Stop us if you've heard this one before: A group of adventurers must band together to defeat an ancient evil and save a kingdom in peril. It's a classic tale and one that countless games have used as the backdrop for venturing across the countryside killing everything in sight. The best games weave it into a unique experience with interesting characters and varied gameplay. The rest, like Crimson Alliance, copy the formula whole hog and call it a day. The result is an action role-playing game built like a color-by-numbers drawing: It works, but it does nothing to distinguish itself.
Assassin and Mercenary, two of nature's biggest rivals, must join forces to kill a bunch of goblins.

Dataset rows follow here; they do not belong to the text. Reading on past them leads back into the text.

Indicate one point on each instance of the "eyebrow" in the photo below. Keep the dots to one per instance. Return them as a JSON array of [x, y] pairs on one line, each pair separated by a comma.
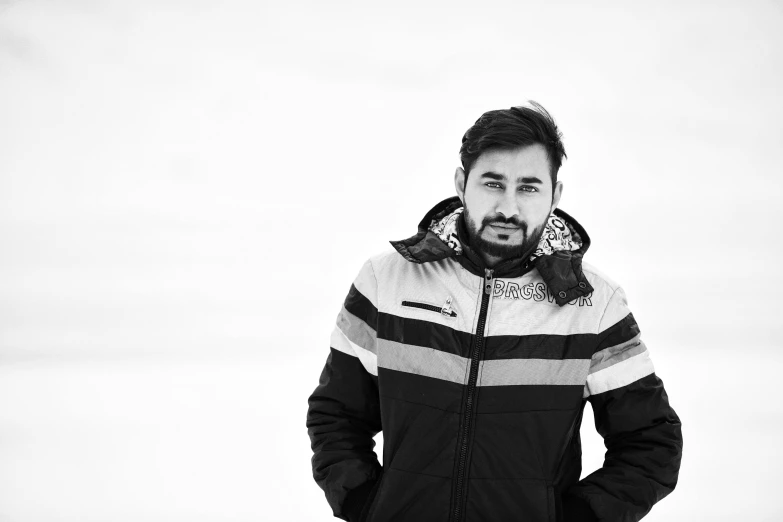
[[501, 177]]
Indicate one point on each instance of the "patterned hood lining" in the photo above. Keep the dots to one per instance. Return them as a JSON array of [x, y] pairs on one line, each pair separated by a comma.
[[558, 235]]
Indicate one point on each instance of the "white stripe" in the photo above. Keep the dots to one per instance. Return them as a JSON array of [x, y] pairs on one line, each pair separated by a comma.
[[619, 375], [368, 359]]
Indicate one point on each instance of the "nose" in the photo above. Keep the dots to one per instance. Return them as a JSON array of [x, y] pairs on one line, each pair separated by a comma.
[[508, 206]]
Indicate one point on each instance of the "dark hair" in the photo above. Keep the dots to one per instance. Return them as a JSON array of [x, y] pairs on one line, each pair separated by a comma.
[[511, 128]]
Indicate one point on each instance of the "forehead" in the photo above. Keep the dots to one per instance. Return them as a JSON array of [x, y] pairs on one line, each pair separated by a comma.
[[530, 160]]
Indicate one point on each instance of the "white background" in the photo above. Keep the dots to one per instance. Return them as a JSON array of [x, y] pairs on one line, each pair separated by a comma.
[[187, 190]]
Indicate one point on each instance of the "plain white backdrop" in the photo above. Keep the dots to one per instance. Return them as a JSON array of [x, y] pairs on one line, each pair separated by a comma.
[[187, 190]]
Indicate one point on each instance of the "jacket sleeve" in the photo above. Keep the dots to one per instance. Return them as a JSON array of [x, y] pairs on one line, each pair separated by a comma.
[[641, 431], [344, 411]]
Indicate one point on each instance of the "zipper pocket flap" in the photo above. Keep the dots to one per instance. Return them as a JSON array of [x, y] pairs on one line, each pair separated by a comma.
[[443, 310]]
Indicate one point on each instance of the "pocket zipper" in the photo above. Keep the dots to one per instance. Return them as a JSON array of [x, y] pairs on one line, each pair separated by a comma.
[[444, 310]]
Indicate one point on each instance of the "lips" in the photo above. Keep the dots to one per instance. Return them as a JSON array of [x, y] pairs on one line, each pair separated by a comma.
[[504, 227]]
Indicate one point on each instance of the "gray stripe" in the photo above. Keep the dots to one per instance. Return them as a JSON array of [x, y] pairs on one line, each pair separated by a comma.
[[422, 361], [618, 353], [509, 372], [359, 332]]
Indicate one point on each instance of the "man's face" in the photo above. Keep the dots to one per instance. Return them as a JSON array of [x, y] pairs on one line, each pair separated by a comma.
[[507, 199]]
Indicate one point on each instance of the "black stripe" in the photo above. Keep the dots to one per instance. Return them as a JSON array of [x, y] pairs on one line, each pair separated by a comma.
[[622, 331], [423, 333], [418, 389], [445, 339], [361, 307]]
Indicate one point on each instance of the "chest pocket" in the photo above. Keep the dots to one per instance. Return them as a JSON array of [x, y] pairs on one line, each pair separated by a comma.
[[445, 309]]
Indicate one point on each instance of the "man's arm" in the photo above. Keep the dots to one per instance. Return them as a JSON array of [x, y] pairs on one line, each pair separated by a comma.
[[641, 431], [344, 412]]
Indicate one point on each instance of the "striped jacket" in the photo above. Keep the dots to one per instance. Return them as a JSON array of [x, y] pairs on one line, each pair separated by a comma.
[[478, 379]]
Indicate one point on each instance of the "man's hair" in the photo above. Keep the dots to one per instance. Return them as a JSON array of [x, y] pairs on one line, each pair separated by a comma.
[[507, 129]]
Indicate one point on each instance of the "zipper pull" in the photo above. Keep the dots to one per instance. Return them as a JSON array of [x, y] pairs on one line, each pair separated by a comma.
[[446, 309], [487, 281]]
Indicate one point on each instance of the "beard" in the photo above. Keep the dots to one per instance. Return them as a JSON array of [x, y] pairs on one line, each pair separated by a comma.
[[502, 250]]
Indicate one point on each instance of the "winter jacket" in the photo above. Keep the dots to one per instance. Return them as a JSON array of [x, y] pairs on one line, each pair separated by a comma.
[[478, 379]]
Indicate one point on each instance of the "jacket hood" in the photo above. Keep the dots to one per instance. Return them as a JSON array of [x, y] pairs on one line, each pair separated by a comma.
[[558, 256]]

At the start of Crimson Alliance, you're presented with a choice of three archetypal characters: the elderly wizard, the burly mercenary, or the nimble assassin. At first blush, these characters all feel distinct: the wizard conjures rolling waves of ice, the mercenary cleaves enemies in two with his sword, and the assassin can throw daggers. However, once you spend an hour with each, you find they all follow the same combat style of two normal attacks and one nonlethal technique that stuns foes. They also have special techniques that unlock after you collect a specific number of hidden items all designed to wipe the screen of enemies. Which character you play as is really just a choice between range and melee--or you could just pick the assassin who does a bit of both.
A lack of greater complexity is a recurring issue in Crimson Alliance. From level design to character customization, the game leaves you wanting in every category. The mission layout is a linear gauntlet of stages that repeatedly pit your heroes against the same basic enemy types: Those that run at you and those that shoot at you. Only in the final act does the game start mixing things up with traps and creative objectives, but by then it's too little, too late. In between these encounters, there are secret areas to discover that are filled with gold and treasure. You can also replay levels on a higher difficulty to compete for the high score on each stage's leaderboard.
For your troubles, you're awarded copious amounts of gold, the adventurer's delight. In lieu of experience points and levels, you spend gold on weapons and armor to advance your character. Item vendors open up after you complete specific missions with new wares for you to buy. And because all of the items are split up between vendors, it can make comparison shopping a pain. Items improve your character's four stats: three for your attacks and one for your health. Improving health lets you take more damage, while improving your attacks changes their properties slightly--such as creating a bigger ice wave.
The game's strongest feature is its four-player, online or local cooperative play. Mindless slaughter is always more enjoyable with a buddy or three, and there are even a few puzzles scattered throughout the game that require teamwork to surmount. It's a pity that the soundtrack is so forgettable. Crimson Alliance's light jazz accompaniment might be great for sneaking into a mansion or stealing a ruby necklace, but here, the music only further deflates the already-lackluster combat.
Crimson Alliance simply does the bare minimum across the board. Its tale of an evil sorceress returning from the dead is accented with a bit of humor that should have been taken further. If the game followed through with its halfhearted attempts at comedy (a crate that serves as a familiar, for example), it might have produced a bit of sparkle. But Crimson Alliance doesn't go far enough in this respect, or in any other. It's a hollow game that offers little more than mindless monster slaying.